張遼の隣に座り、綺麗に海苔が巻かれたおにぎりを一口で食べる高順。



「それで、何を思いついたんですか?」

「何だ知りてぇのか張遼?しゃあねぇなぁ、その玉子焼きくれんなら教えてやんぜ♪」

「じゃあいいです」

「…いや、そこは普通聞くだろよ」

「うるさいぞ高順。

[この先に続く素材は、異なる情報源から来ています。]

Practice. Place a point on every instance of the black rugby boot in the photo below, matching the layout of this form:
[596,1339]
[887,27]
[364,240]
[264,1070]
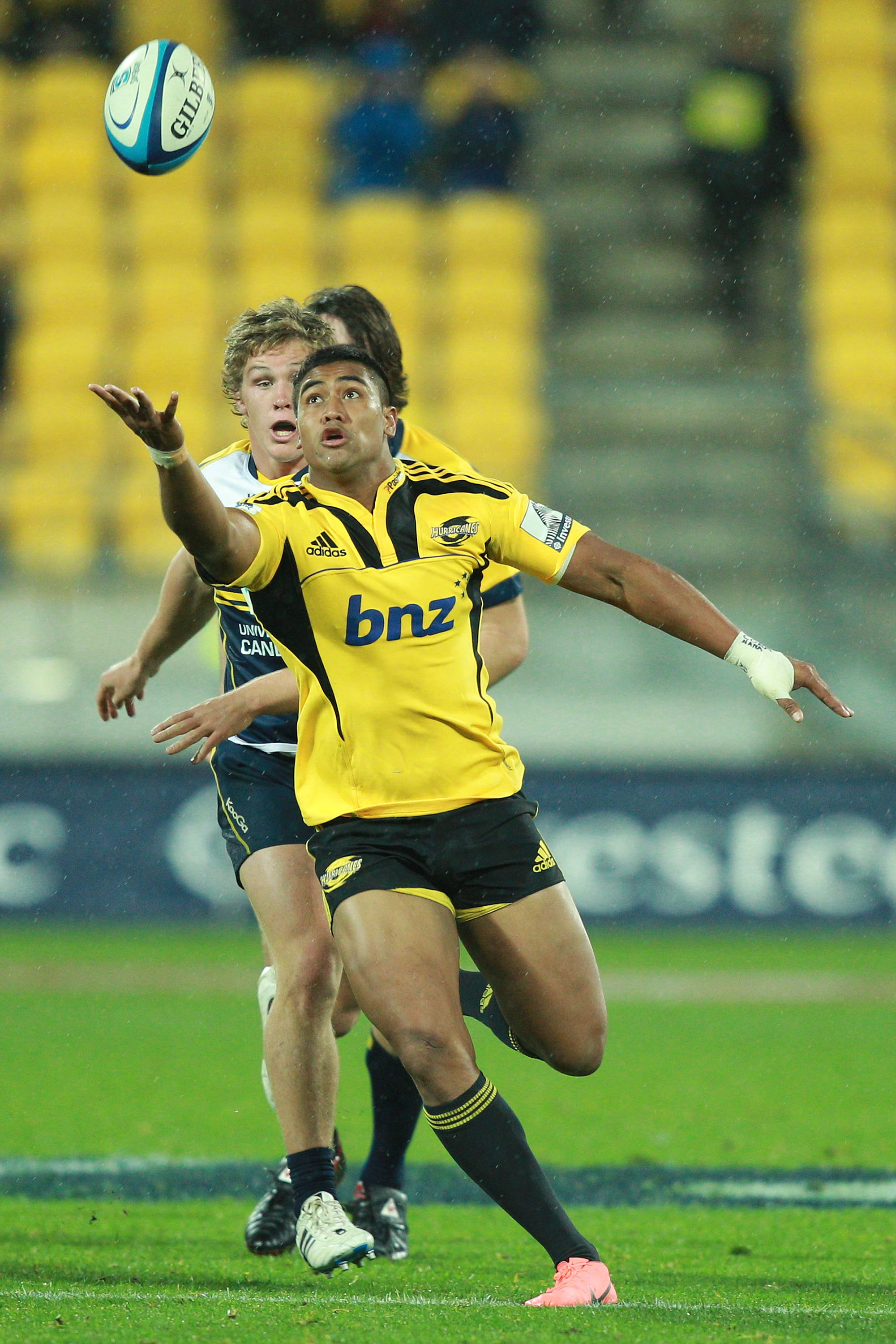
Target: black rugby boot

聞いてやるからさっさと言え」

「さっすが社長♪
まだ寒いスけど、暦じゃもう春じゃねッスか?うちの桜も最近ちっせぇ蕾が出来てきたんで、そろそろ花見してみんのはどうかなって」

「…予想通りか」



呆れ顔でため息をはく呂布に、苦笑する張遼。
しかしそんな2人に対し、高順はニッと笑い


「今年の花見はちっと違いやスぜ」


自信満々に言うと、2人に見えるように持っていた書類をかざした。








―――――――――――



半月後


「今日は忙しい中、毎日頑張る俺らの為に社長が開いた宴会だ。
お前ぇら派手に楽しみやがれい!!」


『『おぉーーー!!』』

「有り難うございます社長!」
「遠慮なくいただきます!」


「あぁ。今日は好きにしろ」


高順の声を合図に始まった、中庭でのお花見。


皆仕事の疲れも忘れ、楽しげに飲み始めた。



「いやぁ、今日は皆楽しげスねぇ。考えて良かったッス」

「まぁ、今回の発案は良いものだったな。誉めてやる」

「有り難ございやす♪
そう言や張遼が居ねぇみてぇスけど…」

「あいつなら迎えだ。道が分からん筈だと言ってな」

「心配性だなぁ。ガキじゃねんだから1人で大丈夫だろに」

「早く会いたいんだろ…大事にしてるみたいだしな」

「社長もじゃねんで?去年より楽しげッスよ」

「…ほっとけ」



フッと笑う呂布に、嬉しそうに笑う高順。


(社長も喜んでんな。今度から飲み会もこれでいくか♪)
「…あ。張遼帰って来やしたぜ」

「む…ちゃんと会えたみたいだな」



ロビーの先に見える青い髪に、張遼が戻ったのを知る2人。



「只今戻りました」


笑顔で言う張遼の手には、重箱とコンビニのおつまみが多数入った袋が2つ。
そしてそのすぐ後ろから



「今日はお招き有り難うございます、お兄様」


同じようにコンビニの袋を持った貂蝉が続き、柔らかな笑顔で呂布達に頭を下げた。